The good and the bad from Saturday

SARASOTA, Fla. - Kevin Gausman dazzled the Orioles and Tsuyoshi Wada encouraged them.

Glass half-full.

Nick Markakis will undergo an MRI on his neck, Dylan Bundy's velocity is down and Chris Tillman has been scratched from today's start with abdominal soreness.

Glass half-empty.

We had lots to discuss and debate yesterday. Who knew a trip to Fort Myers could bring so much information and angst?

Gausman's outing against the Boston Red Sox was the highlight. He pumped upper-90s fastballs and crossed up hitters with a pluschange-up that belongs in any discussion about last year's fourth overall pick. Nice slider, too.

Showalter keeps envisioning how much Wada could help the club later this summer, and he understands why executive vice president Dan Duquette wanted so badly to sign the Japanese left-hander last winter.

Wada won't pitch in spring training and he probably won't debut before June, but he really could be a nice addition in the middle of the season.

I'm not overly concerned about Markakis, Bundy or Tillman at this point, but if I had to rank them, Markakis would cause the most handwringing because this neck stiffness won't go away.

Maybe he needs to sleep standing up for a few nights.

Bundy's dip in velocity could simply be mechanical, as he suggested, or he may not be pushing off with the same force because of the groin issue.
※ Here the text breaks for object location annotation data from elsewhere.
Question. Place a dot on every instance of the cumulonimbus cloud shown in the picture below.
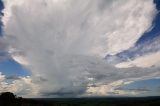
(65, 41)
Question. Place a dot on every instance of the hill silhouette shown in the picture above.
(9, 99)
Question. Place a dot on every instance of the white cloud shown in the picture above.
(22, 86)
(64, 42)
(149, 60)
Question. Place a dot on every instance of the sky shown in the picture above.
(82, 48)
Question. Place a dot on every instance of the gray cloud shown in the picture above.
(64, 42)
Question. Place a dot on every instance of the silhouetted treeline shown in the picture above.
(9, 99)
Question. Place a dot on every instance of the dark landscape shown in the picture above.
(9, 99)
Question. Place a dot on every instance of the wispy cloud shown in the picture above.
(65, 41)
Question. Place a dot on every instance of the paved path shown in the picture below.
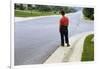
(69, 54)
(37, 39)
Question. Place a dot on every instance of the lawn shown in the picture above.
(32, 13)
(88, 49)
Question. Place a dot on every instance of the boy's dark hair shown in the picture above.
(62, 12)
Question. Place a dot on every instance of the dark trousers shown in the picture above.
(64, 35)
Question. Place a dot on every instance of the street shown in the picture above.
(36, 39)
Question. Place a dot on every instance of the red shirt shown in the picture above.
(64, 21)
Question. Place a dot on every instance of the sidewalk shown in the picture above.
(68, 54)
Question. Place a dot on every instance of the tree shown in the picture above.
(89, 13)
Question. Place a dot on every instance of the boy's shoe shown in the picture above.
(68, 45)
(62, 45)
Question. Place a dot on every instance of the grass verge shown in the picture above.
(88, 49)
(32, 13)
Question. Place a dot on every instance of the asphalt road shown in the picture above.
(36, 39)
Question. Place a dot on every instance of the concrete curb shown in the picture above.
(68, 54)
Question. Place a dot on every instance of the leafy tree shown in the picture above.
(89, 13)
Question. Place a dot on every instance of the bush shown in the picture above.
(88, 13)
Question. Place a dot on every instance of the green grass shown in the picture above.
(31, 14)
(88, 49)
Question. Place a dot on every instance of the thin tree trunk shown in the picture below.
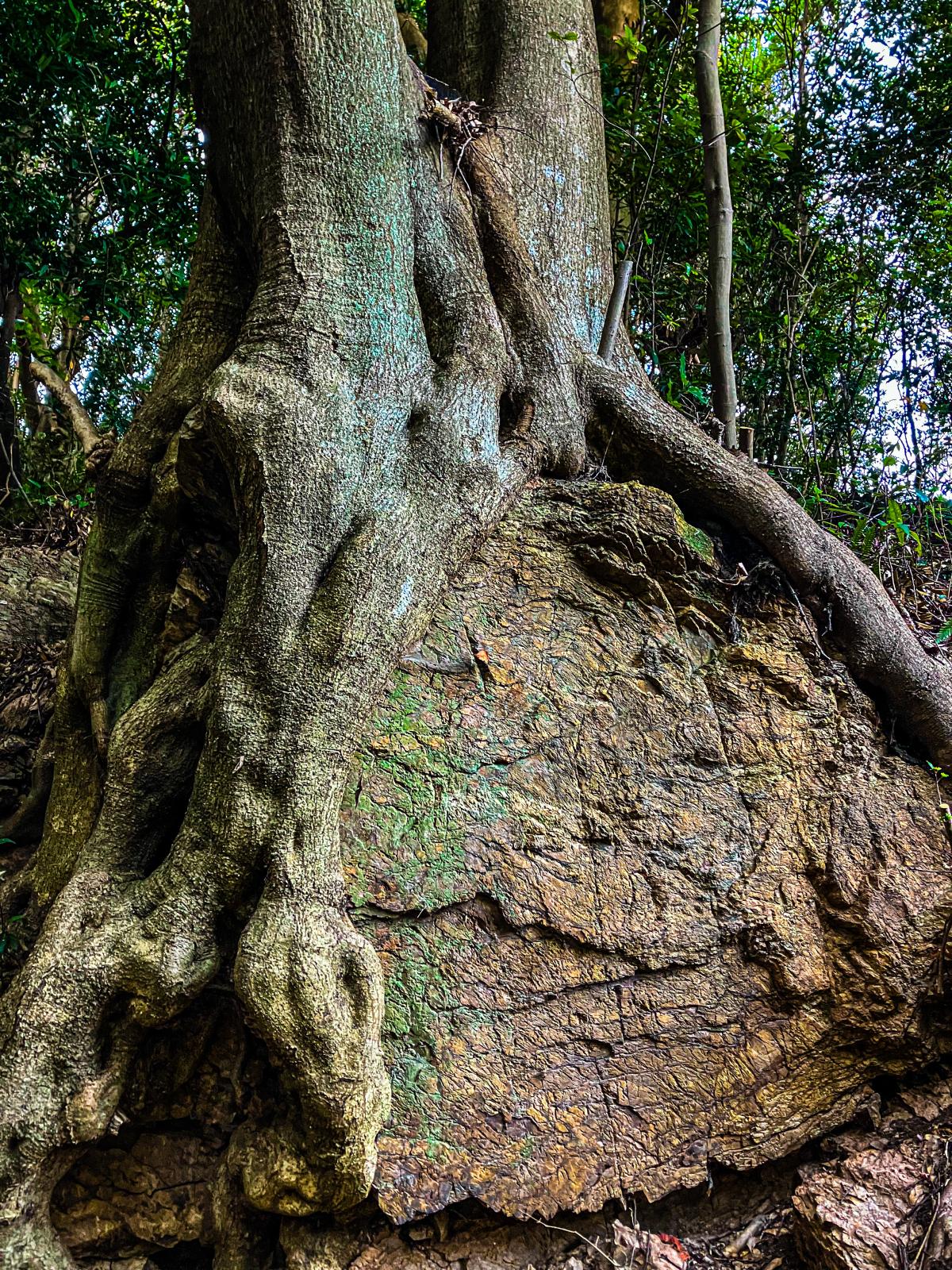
(10, 448)
(390, 329)
(720, 220)
(73, 408)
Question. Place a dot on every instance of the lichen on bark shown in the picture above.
(389, 336)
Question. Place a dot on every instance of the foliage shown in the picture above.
(839, 126)
(99, 152)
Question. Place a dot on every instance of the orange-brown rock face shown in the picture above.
(651, 892)
(649, 888)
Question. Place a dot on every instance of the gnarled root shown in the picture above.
(866, 628)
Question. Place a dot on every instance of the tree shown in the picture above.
(389, 330)
(720, 219)
(99, 152)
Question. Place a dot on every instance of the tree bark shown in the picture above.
(390, 329)
(720, 219)
(70, 404)
(10, 448)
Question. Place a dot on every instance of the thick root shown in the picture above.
(867, 630)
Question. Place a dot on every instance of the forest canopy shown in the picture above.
(839, 133)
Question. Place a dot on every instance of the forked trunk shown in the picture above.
(389, 332)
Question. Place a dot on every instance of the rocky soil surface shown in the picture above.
(662, 908)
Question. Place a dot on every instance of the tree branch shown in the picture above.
(70, 404)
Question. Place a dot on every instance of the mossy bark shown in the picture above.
(389, 332)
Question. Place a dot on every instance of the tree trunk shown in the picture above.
(390, 330)
(720, 219)
(10, 450)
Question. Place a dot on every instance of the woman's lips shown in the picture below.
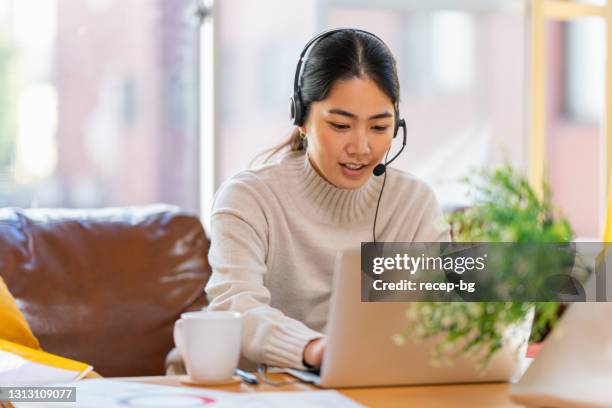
(353, 172)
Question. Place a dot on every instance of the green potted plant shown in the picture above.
(505, 209)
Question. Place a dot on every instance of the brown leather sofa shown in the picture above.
(105, 286)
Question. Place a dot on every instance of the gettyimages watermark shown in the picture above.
(38, 394)
(486, 272)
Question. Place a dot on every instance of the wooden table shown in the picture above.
(464, 395)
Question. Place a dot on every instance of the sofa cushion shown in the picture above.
(105, 286)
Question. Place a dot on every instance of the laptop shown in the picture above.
(574, 366)
(360, 350)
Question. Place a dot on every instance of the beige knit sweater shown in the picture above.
(275, 231)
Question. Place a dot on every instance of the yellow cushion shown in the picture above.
(13, 326)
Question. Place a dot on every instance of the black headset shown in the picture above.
(298, 113)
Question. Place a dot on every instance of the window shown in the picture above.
(99, 103)
(461, 66)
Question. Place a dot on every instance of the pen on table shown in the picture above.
(247, 377)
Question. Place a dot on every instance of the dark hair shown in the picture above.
(342, 55)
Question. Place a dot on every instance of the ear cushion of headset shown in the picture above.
(297, 111)
(291, 108)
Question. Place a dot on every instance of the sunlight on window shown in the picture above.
(36, 156)
(585, 69)
(453, 48)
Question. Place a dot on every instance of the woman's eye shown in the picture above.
(339, 126)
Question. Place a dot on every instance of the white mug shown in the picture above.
(209, 343)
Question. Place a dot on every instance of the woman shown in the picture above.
(276, 229)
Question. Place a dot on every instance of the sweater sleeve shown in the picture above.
(238, 253)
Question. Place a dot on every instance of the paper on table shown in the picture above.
(110, 393)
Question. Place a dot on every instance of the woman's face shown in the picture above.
(349, 132)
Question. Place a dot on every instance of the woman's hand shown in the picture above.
(313, 352)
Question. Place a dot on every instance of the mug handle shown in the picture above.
(178, 337)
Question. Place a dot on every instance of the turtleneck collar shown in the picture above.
(323, 201)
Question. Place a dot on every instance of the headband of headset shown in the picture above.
(297, 110)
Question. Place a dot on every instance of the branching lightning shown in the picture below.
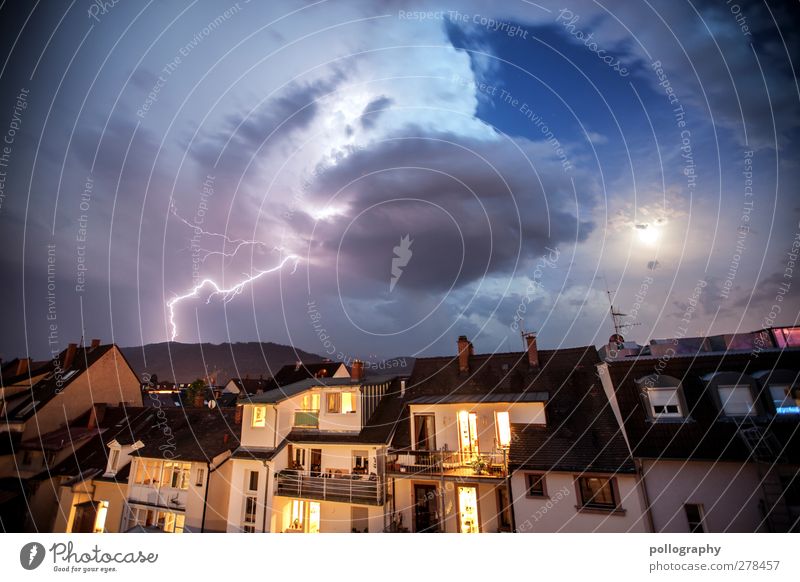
(226, 293)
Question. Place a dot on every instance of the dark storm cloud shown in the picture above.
(243, 135)
(443, 191)
(373, 110)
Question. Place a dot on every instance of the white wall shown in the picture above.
(446, 424)
(559, 512)
(729, 493)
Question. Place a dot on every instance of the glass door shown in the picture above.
(468, 510)
(468, 435)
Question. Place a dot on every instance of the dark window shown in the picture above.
(534, 483)
(694, 515)
(425, 432)
(597, 492)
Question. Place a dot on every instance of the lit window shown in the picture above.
(694, 515)
(664, 403)
(503, 429)
(535, 485)
(298, 514)
(348, 402)
(252, 481)
(259, 417)
(112, 465)
(597, 492)
(341, 402)
(250, 505)
(783, 400)
(100, 518)
(147, 472)
(176, 475)
(736, 400)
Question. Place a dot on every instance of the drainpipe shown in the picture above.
(643, 488)
(266, 493)
(275, 431)
(205, 497)
(510, 494)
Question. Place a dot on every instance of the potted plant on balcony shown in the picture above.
(479, 465)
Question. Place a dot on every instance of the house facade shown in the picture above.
(312, 457)
(714, 433)
(519, 442)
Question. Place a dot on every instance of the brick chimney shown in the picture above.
(533, 351)
(464, 352)
(23, 366)
(357, 372)
(96, 415)
(69, 356)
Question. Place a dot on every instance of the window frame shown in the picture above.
(753, 400)
(699, 526)
(542, 481)
(593, 506)
(256, 420)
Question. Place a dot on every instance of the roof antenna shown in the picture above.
(617, 319)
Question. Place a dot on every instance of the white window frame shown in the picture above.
(259, 417)
(734, 388)
(673, 400)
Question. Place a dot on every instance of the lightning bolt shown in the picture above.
(237, 242)
(231, 292)
(227, 294)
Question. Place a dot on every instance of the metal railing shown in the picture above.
(482, 464)
(350, 488)
(306, 418)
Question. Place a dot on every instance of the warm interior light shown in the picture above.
(503, 429)
(100, 518)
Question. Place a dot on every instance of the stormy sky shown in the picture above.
(533, 154)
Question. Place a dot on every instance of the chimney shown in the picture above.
(23, 366)
(533, 351)
(69, 356)
(464, 352)
(96, 415)
(357, 372)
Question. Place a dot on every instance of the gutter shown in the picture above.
(208, 486)
(643, 487)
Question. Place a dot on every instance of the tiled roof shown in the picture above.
(708, 435)
(47, 388)
(190, 434)
(581, 430)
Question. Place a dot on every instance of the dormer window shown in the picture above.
(783, 400)
(662, 397)
(341, 402)
(736, 400)
(113, 461)
(664, 403)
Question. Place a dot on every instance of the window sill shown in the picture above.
(601, 510)
(668, 420)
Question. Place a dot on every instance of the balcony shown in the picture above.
(306, 418)
(447, 463)
(346, 488)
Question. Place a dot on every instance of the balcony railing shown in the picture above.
(349, 488)
(447, 462)
(306, 418)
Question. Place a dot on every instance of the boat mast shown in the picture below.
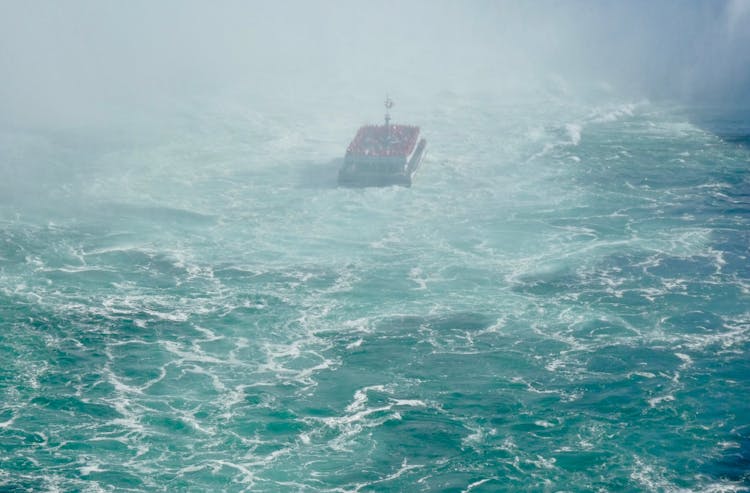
(388, 106)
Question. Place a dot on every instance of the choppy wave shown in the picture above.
(559, 303)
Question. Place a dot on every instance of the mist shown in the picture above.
(94, 63)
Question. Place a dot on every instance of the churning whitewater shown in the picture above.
(561, 302)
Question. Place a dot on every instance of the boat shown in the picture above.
(383, 155)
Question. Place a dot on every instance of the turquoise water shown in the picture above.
(560, 303)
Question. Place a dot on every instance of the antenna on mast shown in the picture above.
(388, 106)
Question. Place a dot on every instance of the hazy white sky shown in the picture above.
(89, 59)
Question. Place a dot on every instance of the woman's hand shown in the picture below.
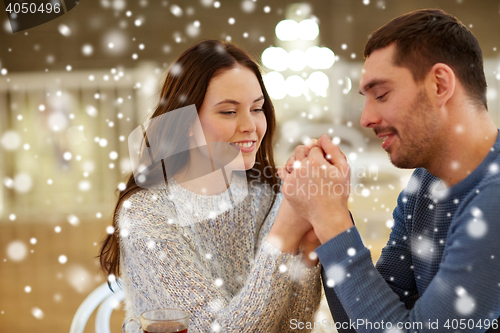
(301, 152)
(308, 244)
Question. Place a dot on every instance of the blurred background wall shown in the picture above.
(71, 91)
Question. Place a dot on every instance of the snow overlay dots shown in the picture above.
(465, 303)
(17, 251)
(336, 273)
(37, 313)
(477, 227)
(215, 326)
(493, 168)
(62, 259)
(218, 282)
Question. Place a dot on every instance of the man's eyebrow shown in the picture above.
(372, 84)
(232, 101)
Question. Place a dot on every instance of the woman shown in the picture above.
(192, 231)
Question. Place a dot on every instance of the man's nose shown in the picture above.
(369, 116)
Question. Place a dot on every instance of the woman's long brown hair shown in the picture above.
(186, 83)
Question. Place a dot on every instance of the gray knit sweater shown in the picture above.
(198, 253)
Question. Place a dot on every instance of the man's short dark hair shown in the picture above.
(429, 36)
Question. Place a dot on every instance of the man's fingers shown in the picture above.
(289, 163)
(333, 153)
(312, 143)
(282, 173)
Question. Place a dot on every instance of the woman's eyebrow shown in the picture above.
(232, 101)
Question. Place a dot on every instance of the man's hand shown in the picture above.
(301, 152)
(318, 188)
(288, 230)
(308, 244)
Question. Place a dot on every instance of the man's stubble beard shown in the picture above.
(418, 145)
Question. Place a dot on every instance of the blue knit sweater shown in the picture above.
(440, 270)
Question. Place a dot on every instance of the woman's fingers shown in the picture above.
(333, 153)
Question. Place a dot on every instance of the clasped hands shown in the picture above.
(316, 187)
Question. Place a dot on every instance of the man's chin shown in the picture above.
(400, 163)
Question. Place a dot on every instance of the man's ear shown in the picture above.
(442, 82)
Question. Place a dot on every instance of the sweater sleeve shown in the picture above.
(464, 290)
(305, 299)
(306, 283)
(169, 272)
(397, 252)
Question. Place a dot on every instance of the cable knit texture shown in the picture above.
(208, 256)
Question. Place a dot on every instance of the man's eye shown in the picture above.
(381, 96)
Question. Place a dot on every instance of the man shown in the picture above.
(425, 93)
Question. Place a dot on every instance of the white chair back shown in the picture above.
(103, 298)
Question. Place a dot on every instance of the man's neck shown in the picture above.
(465, 148)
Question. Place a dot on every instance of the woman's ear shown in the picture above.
(442, 82)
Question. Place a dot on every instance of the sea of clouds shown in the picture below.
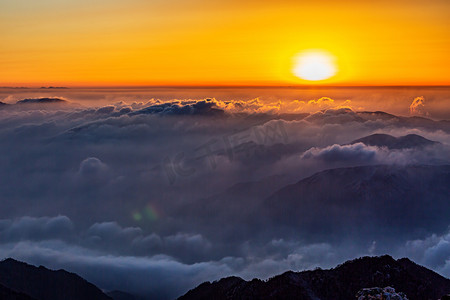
(122, 192)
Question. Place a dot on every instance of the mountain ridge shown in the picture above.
(339, 283)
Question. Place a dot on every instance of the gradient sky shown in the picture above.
(199, 42)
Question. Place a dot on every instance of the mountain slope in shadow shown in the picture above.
(340, 283)
(40, 283)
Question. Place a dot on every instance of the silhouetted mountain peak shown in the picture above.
(361, 276)
(42, 283)
(42, 101)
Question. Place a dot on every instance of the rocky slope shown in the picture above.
(340, 283)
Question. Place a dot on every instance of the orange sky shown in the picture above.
(212, 42)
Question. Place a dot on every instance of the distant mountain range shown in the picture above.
(403, 142)
(20, 281)
(380, 201)
(340, 283)
(42, 101)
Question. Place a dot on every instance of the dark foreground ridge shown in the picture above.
(21, 281)
(391, 142)
(340, 283)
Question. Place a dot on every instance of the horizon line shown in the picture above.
(59, 87)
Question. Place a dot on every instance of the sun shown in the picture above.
(314, 65)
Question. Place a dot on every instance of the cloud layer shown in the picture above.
(161, 195)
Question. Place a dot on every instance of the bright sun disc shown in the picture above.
(314, 66)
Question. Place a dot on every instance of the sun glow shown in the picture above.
(314, 66)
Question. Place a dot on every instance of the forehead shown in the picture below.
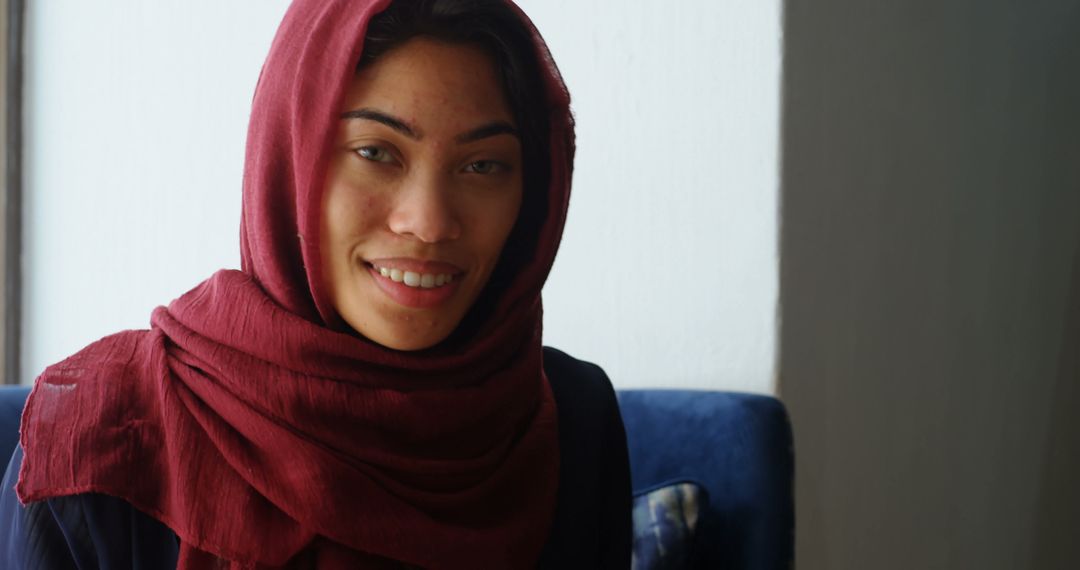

His arm is fine, as far as we know, but it's something that will be monitored closely.

Maybe Jim Johnson can advise Bundy on how to handle velocity questions from the media.

We just found out about Tillman's sore abdominal muscle late last night. It went away for a while, so that's a good sign. It came back, which is at least a mild concern.

Maybe he needs to follow Sidney Ponson's conditioning program. No abdominal muscles, no soreness.

Almost overlooked last night were the two scoreless innings from left-hander Mike Belfiore, who struck out four batters and didn't issue a walk.

Belfiore, the PTBNL in the Josh Bell trade with the Arizona Diamondbacks, hasn't allowed a run in three of his four appearances this spring. He's surrendered eight hits in 6 1/3 innings, so they're not completely clean outings, but he's got the Orioles' attention.

"He's an athletic guy," Showalter said. "You've got to keep in mind he's a position-change guy. This guy was a position player not too long ago."

Showalter and Duquette met yesterday, and one topic was whether Belfiore should be a starter or reliever. Belfiore has made only 44 starts among his 114 minor league games, none last season.

"That's down the road," Showalter said. "We've got to make that decision at some point this spring."